We are also a country with a huge population which is predominantly youthful. These pose peculiar new challenges.” Even though he also invited the international community to take advantage of the youth population, in other words seeing the problem as an opportunity, it is more significant than his mindset frames the burgeoning youth population and ethnic diversity as a problem. For him, therefore, it is a question of whether the cup is half full or half empty only that from the context of his statements, not to say the experience of his administration, he sees the cup frequently as half empty.

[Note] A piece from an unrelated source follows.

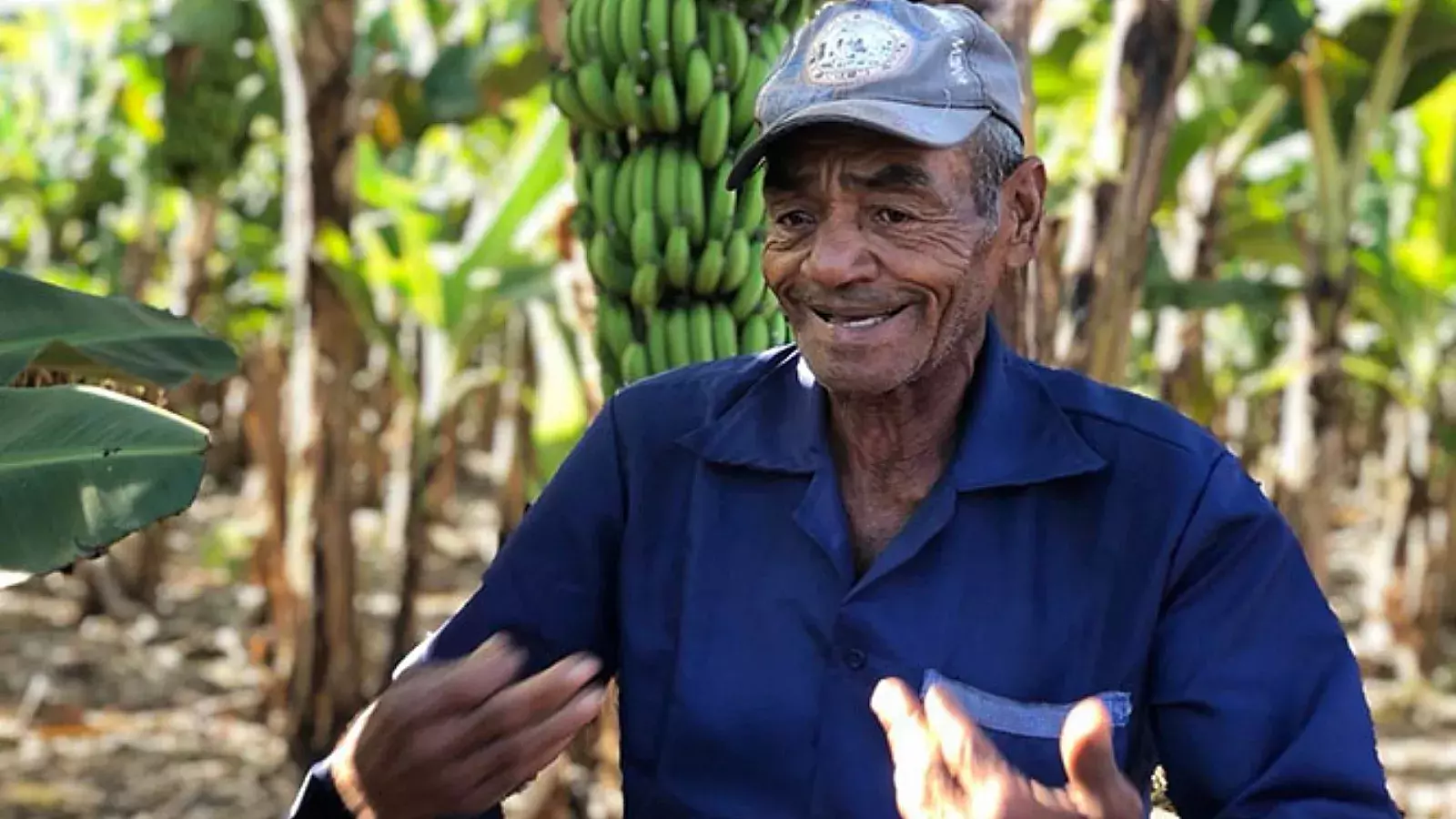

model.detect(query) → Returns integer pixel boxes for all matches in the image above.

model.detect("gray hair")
[961,116,1024,218]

Nigeria’s youth population, as disproportionately large as it is, presents itself as an opportunity both for the international community, which is more adept at cashing in on such things, and the domestic economy. It is not a challenge in the sense the president tremulously expressed, not to say a new and peculiar one. Furthermore, contrary to how the Buhari presidency has insouciantly handled ethnic suspicion, Nigeria’s ethnic diversity is a great opportunity to forge a country out of its diversity into a uniquely blended one.
As the United States motto says, e pluribus unum — out of many, one. President Buhari may be unaware of the nuances emblazoned on the statements he expressed before the four ambassadors, but the indisputable fact is that he worries about the consequences of rising youth population and ethnic diversity, two factors that a more enterprising government would see as an opportunity to manage and forge greatness.
Going by the president’s mindset on youth population and ethnic diversity, the country will continue to wrestle with an issue which if it had been properly framed as a solution and opportunity would have led to a pleasant and great outcome.
Why is anyone surprised that until the EndSARS problem manifested, the government paid no heed to the looming youth crisis? Pursuant to this, would the government then wait until ethnic conflict ensued on a scale clearly more unmanageable than the youth crisis of today before seeing and exploiting it as an opportunity?